Mãe palestiniana mostra o estado da pele do filho pequeno devido à falta de higiene e de água potável em Khanyounis, na Faixa de Gaza. ©️ Nour Alsaqqa/MSF

 

“O número alarmante de crianças com doenças de pele é uma consequência direta da destruição e bloqueio de Gaza”, sublinha a coordenadora médica da MSF em Gaza,  Chiara Lodi. “Para além de tratarmos adultos e crianças com ferimentos causados pelos ataques, estamos a assistir a um número crescente de crianças com doenças que são perfeitamente evitáveis, como a sarna. Uma doença não só desconfortável, mas que, em casos mais graves, leva as crianças a coçarem a pele até sangrar, o que provoca infeções. Isto acontece porque as crianças não conseguem tomar banho, o que facilita a propagação de sarna e outras infeções, que deixam cicatrizes duradouras.”

 

Engenheiros de água e saneamento da MSF avaliam tubulações de água na cidade de Beit Lahia, ao Norte da Faixa de Gaza. ©️ Nour Alsaqqa/MSF

 

Mesmo antes dos ataques com mísseis que puseram fim ao cessar-fogo de dois meses, Israel já tinha bloqueado a entrada de ajuda humanitária. Como consequência, os esforços humanitários para recuperar o sistema de água de Gaza continuam gravemente obstruídos e atrasados devido ao sistema de pré-aprovação de “uso dual”, imposto pelas autoridades de Israel. A maioria dos materiais de água e saneamento, como cloro, peças sobressalentes essenciais para unidades de dessalinização, geradores, bombas para furos e depósitos de água, requer pré-aprovação.

“As restrições impostas pelas autoridades israelitas tornaram quase impossível restaurar um sistema de abastecimento de água funcional”, relata Paula Navarro. “A produção de água depende de energia, mas os novos geradores com mais de 30 quilowatts estão proibidos de entrar. Somos obrigados a montar geradores à ‘Frankenstein’ – aproveitar peças de uns para conseguir reparar outros.

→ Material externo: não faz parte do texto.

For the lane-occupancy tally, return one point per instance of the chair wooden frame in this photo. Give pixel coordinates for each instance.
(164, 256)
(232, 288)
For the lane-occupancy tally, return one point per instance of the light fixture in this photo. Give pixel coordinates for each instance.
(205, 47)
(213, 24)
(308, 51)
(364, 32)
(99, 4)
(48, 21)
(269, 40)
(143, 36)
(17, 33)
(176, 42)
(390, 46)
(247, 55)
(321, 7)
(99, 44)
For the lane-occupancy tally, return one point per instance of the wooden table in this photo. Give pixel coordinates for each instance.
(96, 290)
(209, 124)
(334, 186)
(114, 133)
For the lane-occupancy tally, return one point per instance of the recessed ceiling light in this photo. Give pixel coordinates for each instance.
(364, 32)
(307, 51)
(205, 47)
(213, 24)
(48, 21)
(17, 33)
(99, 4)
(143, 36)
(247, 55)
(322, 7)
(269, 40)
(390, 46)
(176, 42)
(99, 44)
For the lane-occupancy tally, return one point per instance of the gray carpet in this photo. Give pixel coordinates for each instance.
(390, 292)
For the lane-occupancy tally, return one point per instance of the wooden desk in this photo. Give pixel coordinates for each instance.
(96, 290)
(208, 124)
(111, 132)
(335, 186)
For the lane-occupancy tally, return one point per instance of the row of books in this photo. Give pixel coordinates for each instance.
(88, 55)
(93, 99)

A MSF insta as autoridades de Israel a pôr fim ao cerco desumano sobre Gaza, a cumprir a lei humanitária internacional e as suas responsabilidades enquanto potência ocupante, e a garantir o acesso imediato e sem restrições da ajuda humanitária à Faixa.

 

Crise da água em Gaza em resumo:

  • Mesmo antes dos ataques mais recentes, a crise da água em Gaza, já grave devido aos cortes israelitas de eletricidade e água, e à destruição de infraestruturas, agravou-se depois de as autoridades israelitas terem bloqueado a entrada de ajuda a 2 de março e, a 9 de março, cortado a eletricidade. A principal unidade de dessalinização em Khan Younis reduziu a produção de 17 milhões para 2,5 milhões de litros por dia.
  • Entre janeiro e fevereiro de 2025, as equipas da MSF realizaram mais de 82.000 consultas de cuidados de saúde primários. Quase um quinto desses atendimentos estavam relacionados com problemas associados à falta de água e de higiene, incluindo infeções no couro cabeludo e doenças de pele como a sarna.
  • Entre janeiro e meados de março de 2025, a MSF produziu mais de dois milhões de litros de água potável e distribuiu mais de 36 milhões. Desde o cessar-fogo, a organização iniciou a distribuição no Norte de Gaza, incluindo no campo de Jabalia, onde a ajuda esteve bloqueada durante meses.
  • Entre janeiro de 2024 e o início de março de 2025, dos 1.700 pedidos feitos pela MSF para fornecimentos de água e saneamento ao abrigo do sistema de uso dual, apenas 28 por cento foram aprovados pelas autoridades israelitas. Muitos continuam num limbo burocrático, com tempos médios de resposta que chegam aos 60 dias – em alguns casos, ultrapassam os 200. Mesmo os fornecimentos aprovados podem ser recusados nas fronteiras. Em novembro de 2024, as autoridades israelitas aprovaram uma unidade de dessalinização da MSF após uma espera de 85 dias. No entanto, apesar de tentativas semanais desde 5 de fevereiro, a unidade continua sem conseguir entrar em Gaza, com os camiões a serem sistematicamente impedidos na fronteira.